16. April 2026 Veröffentlicht | Aus dem Spanischen übersetzt

Eine auf dem Globalen Physikgipfel vorgestellte Untersuchung schlägt einen Mechanismus zur Erklärung der Materie-Antimaterie-Asymmetrie vor. Die Hypothese beinhaltet primordiale Schwarze Löcher, winzige Entitäten, die sich kurz nach dem Urknall bildeten. Ihre schnelle Verdampfung durch Hawking-Strahlung hätte das Urplasma verändert und Bedingungen geschaffen, die einen Materieüberschuss begünstigten. So könnten diese kurzlebigen Objekte für die Existenz von allem, was wir sehen, verantwortlich sein.

Agujeros negros primordiales evaporándose en el plasma caliente del universo temprano.

Simulationen des Quark-Gluon-Plasmas und thermische Störungen 🔬

Das Modell legt nahe, dass die Explosion eines primordialen Schwarzen Lochs eine sphärische Stoßwelle im Quark-Gluon-Plasma erzeugte. Diese Störung schaffte einen abrupten Temperatur- und Dichtegradienten, eine Grenze fernab vom thermischen Gleichgewicht. In dieser Umgebung konnten Prozesse wie die CP-Verletzung im baryonischen Sektor effektiver ablaufen und einen kleinen Überschuss von Quarks gegenüber Antiquarks erzeugen. Dieses Ungleichgewicht, vervielfältigt durch zahlreiche Explosionen, säte das Universum mit der Grundmaterie für zukünftige Strukturen.

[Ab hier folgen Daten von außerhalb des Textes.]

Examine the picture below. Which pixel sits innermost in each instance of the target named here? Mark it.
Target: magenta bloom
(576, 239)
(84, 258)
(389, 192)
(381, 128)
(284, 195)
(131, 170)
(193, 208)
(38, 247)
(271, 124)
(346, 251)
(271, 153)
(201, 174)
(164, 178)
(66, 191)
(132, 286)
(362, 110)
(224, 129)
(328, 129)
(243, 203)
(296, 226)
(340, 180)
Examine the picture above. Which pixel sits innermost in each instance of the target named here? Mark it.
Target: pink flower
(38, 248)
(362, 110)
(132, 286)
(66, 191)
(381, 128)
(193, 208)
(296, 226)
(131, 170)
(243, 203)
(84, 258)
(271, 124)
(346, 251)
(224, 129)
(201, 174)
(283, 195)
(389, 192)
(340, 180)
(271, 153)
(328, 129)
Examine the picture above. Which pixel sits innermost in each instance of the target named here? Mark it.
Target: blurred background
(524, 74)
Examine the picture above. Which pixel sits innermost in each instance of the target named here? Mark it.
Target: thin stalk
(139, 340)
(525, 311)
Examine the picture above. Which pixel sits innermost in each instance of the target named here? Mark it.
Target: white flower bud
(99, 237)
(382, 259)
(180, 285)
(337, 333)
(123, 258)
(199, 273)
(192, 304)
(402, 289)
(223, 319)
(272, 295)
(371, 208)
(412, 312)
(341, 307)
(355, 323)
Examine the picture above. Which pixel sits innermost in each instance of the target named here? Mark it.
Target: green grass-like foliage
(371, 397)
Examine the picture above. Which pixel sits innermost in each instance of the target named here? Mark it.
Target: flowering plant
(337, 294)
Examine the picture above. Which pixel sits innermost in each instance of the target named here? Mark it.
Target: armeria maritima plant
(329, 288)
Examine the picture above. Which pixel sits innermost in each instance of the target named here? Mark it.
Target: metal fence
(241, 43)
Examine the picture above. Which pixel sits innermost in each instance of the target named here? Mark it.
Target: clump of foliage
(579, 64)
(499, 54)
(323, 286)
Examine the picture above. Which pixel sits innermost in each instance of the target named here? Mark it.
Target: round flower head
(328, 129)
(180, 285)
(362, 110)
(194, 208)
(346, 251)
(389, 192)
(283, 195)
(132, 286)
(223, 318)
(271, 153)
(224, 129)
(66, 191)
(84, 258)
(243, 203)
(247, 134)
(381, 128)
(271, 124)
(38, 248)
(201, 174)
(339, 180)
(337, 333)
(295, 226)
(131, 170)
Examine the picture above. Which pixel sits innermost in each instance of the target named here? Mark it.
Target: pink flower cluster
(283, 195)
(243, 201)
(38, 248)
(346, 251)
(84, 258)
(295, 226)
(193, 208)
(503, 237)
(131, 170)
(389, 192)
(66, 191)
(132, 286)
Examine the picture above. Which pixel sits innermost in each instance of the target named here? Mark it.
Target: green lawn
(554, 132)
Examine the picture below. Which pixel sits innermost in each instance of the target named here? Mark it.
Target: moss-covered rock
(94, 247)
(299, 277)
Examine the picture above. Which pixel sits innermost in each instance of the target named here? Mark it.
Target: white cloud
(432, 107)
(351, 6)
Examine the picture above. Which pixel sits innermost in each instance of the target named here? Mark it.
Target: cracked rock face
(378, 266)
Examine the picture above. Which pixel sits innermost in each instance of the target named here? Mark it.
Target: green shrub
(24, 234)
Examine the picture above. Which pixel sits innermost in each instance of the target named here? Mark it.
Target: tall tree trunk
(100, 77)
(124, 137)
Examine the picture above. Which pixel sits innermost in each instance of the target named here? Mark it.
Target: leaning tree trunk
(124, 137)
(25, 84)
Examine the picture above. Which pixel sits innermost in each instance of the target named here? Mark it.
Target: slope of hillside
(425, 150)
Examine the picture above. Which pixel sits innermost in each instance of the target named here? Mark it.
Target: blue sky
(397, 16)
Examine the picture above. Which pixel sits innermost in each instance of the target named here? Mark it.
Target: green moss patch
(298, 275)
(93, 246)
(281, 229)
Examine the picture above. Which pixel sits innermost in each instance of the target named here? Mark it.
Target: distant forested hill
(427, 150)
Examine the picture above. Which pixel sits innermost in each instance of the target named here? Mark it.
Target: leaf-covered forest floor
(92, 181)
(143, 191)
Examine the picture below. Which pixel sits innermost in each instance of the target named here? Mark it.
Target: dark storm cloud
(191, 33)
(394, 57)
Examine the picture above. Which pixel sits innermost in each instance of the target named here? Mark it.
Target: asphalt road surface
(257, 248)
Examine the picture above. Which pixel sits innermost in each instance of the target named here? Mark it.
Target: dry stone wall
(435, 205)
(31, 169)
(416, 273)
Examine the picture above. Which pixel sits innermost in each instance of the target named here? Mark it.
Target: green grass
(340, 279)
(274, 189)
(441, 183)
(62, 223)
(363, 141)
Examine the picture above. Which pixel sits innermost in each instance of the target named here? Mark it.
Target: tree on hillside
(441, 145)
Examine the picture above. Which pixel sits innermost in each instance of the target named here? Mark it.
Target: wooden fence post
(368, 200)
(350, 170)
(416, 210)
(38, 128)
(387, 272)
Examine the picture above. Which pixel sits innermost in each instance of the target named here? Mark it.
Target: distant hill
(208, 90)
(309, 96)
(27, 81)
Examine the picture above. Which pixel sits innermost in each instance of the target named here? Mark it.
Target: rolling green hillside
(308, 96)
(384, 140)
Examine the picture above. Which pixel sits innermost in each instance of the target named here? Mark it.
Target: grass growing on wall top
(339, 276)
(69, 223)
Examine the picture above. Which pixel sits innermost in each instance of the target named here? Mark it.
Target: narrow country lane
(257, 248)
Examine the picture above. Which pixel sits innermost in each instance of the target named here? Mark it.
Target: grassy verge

Dein Auto könnte für all dies verantwortlich sein 🚗

Es ist kurios zu denken, dass der Schlüssel für unsere Existenz die Masse eines Familienautos gehabt haben könnte. Kein Sportwagen, sondern eher ein kompakter Schwarzes Loch-Kleinwagen. Diese Entitäten hinterließen keine Spur, nicht einmal eine Gebrauchsanweisung oder eine Haftpflichtversicherung. Sie tauchten einfach auf, machten Krach mit ihrer Hawking-Explosion, brachten das Urplasma durcheinander und verschwanden, ließen das kosmische Chaos zurück, damit wir, Äonen später, versuchen, ihr kurzes und chaotisches Wirken zu entschlüsseln.